Tara Joseph, president of the American Chamber of Commerce in Hong Kong, has gone on a charm offensive to tell Hongkongers and the rest of the world that Americans are not sounding the retreat from the city despite President Joe Biden's dire warning to US firms about the risks of doing business in the city.
That she chose to speak ahead of the US consul general to both Western and Chinese media - and not toe the Biden line - shows how keen American business is to play down fears that they may heed the US president's advice and pull out.
It was interesting that she also highlighted flow of information as one of the pillars of business freedoms in Hong Kong, citing how one can go onto Google, Facebook and any other platform versus what can be done in the mainland.
While this may be true, I believe that worries about internet access will be the least of AmCham's woes as it grapples with a much bigger dilemma.
For Biden's warning has put American businesses in a spot.
They have invested time and money in Hong Kong - and it's clear they don't want to pack their bags and leave.
But how do they go about doing business while America continues to penalize Hong Kong in its ideological war with China?
Joseph says US businesses believe Hong Kong is still a good place to be based, and that the memo came as no surprise to US firms operating here as most of them have been living with the new normal for quite a while and are "quite aware of what's happening on the ground."
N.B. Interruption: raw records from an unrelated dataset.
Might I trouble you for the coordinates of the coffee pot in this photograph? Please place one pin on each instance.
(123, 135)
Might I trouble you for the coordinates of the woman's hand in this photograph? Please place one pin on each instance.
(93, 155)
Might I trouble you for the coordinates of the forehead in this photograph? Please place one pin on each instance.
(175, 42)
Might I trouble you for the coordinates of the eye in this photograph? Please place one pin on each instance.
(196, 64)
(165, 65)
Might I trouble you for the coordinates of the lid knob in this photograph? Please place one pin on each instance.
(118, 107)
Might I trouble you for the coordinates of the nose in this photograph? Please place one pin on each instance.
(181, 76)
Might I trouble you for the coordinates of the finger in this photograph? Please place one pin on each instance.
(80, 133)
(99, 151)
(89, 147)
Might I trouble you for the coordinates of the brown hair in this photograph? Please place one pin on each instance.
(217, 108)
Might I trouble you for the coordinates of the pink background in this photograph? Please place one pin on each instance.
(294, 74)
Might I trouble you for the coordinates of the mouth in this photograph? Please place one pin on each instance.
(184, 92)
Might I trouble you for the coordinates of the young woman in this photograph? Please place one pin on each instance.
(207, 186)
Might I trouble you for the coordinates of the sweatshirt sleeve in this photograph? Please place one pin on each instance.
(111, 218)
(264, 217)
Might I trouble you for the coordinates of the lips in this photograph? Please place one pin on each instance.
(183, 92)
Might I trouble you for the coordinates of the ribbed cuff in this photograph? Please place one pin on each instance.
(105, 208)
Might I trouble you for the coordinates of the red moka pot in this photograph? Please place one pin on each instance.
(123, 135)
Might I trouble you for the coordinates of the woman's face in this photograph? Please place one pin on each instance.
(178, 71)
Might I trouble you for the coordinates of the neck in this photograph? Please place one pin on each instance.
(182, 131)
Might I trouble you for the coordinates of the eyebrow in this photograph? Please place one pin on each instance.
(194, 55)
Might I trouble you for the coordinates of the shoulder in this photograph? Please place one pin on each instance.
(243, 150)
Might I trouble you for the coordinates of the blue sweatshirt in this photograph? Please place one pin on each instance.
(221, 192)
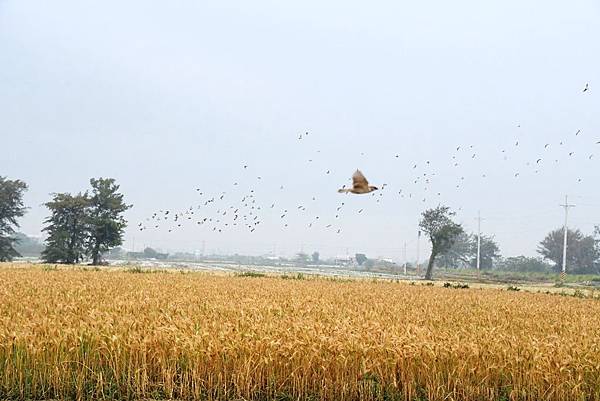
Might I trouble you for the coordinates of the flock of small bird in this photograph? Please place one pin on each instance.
(226, 211)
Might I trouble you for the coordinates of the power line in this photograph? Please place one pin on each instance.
(564, 267)
(478, 241)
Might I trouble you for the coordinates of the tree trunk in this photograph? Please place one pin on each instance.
(429, 273)
(96, 255)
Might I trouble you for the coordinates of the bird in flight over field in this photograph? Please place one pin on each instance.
(360, 185)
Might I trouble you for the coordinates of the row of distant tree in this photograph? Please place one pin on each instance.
(81, 226)
(453, 248)
(583, 254)
(88, 225)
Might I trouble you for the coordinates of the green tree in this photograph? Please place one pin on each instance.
(28, 246)
(11, 208)
(463, 252)
(67, 228)
(106, 221)
(360, 258)
(583, 251)
(524, 264)
(489, 252)
(460, 254)
(442, 231)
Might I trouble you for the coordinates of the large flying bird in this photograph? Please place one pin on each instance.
(360, 185)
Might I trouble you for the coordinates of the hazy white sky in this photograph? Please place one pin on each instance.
(167, 97)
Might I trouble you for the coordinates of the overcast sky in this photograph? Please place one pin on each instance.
(167, 97)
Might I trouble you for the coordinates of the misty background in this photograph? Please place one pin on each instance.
(170, 97)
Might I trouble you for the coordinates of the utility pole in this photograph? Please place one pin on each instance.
(405, 258)
(418, 243)
(563, 273)
(478, 242)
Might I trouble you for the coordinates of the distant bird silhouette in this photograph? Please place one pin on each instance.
(360, 185)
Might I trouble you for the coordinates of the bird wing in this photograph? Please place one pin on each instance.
(359, 181)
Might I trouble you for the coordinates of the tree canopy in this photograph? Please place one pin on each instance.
(463, 252)
(106, 220)
(67, 228)
(11, 208)
(442, 231)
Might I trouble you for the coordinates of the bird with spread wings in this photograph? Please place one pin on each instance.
(360, 185)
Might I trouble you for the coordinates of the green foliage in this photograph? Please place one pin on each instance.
(583, 254)
(442, 231)
(106, 221)
(463, 252)
(524, 264)
(67, 228)
(360, 258)
(249, 274)
(369, 264)
(11, 208)
(150, 253)
(28, 246)
(456, 286)
(302, 258)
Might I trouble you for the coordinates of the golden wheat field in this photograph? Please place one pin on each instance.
(118, 335)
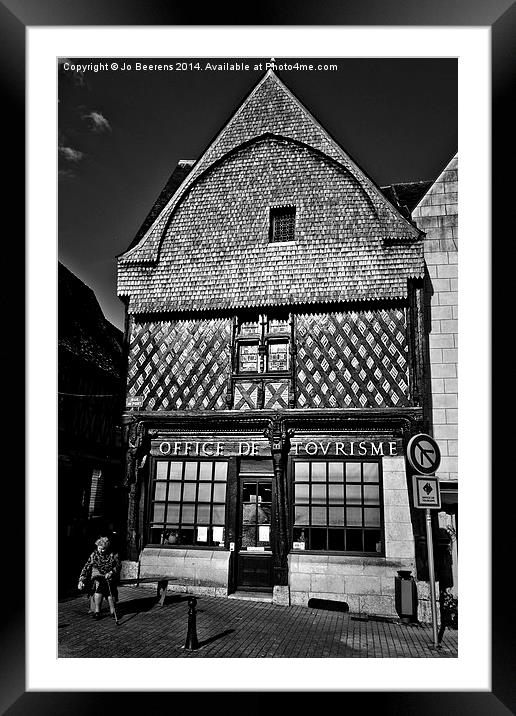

And though the national security law may have raised concerns, she admits it has not affected commercial operations of US firms.
AmCham, which has just bought a new office in Central, has also put out a statement saying it has been operating and thriving in Hong Kong for over 50 years and that it is important - perhaps more than ever - for the chamber to represent American businesses and to "constructively work with our public and private stakeholders to build a Hong Kong for the future."
Also flying the flag for Hong Kong is Kurt Tong, a former consul general representing the US, and chief of mission in Hong Kong and Macao, who says the SAR is still a good place for businesses to be despite the risks, and the best platform to do business with China.
US consul general in Hong Kong and Macau Hanscom Smith, who has stayed stoically silent amid the furore, held a webinar with AmCham members yesterday evening.
Not a single word was released about what transpired, and while I would have loved to be a fly on the virtual wall, my guess is that he must have calmed a lot of frayed nerves and told them they should go about their business as usual.
Meanwhile, the massive nine-page advisory about "Risks and Considerations for Businesses Operating in Hong Kong" on the US consulate's website culminates in a warning to US firms that if they fail to toe the line and comply with US sanctions they could be slapped with civil and criminal penalties under US law.
So while Americans may now have to do a fine balancing act on how to do business in Hong Kong without angering Uncle Sam, it's clear that they want, and choose, to remain in Hong Kong for now.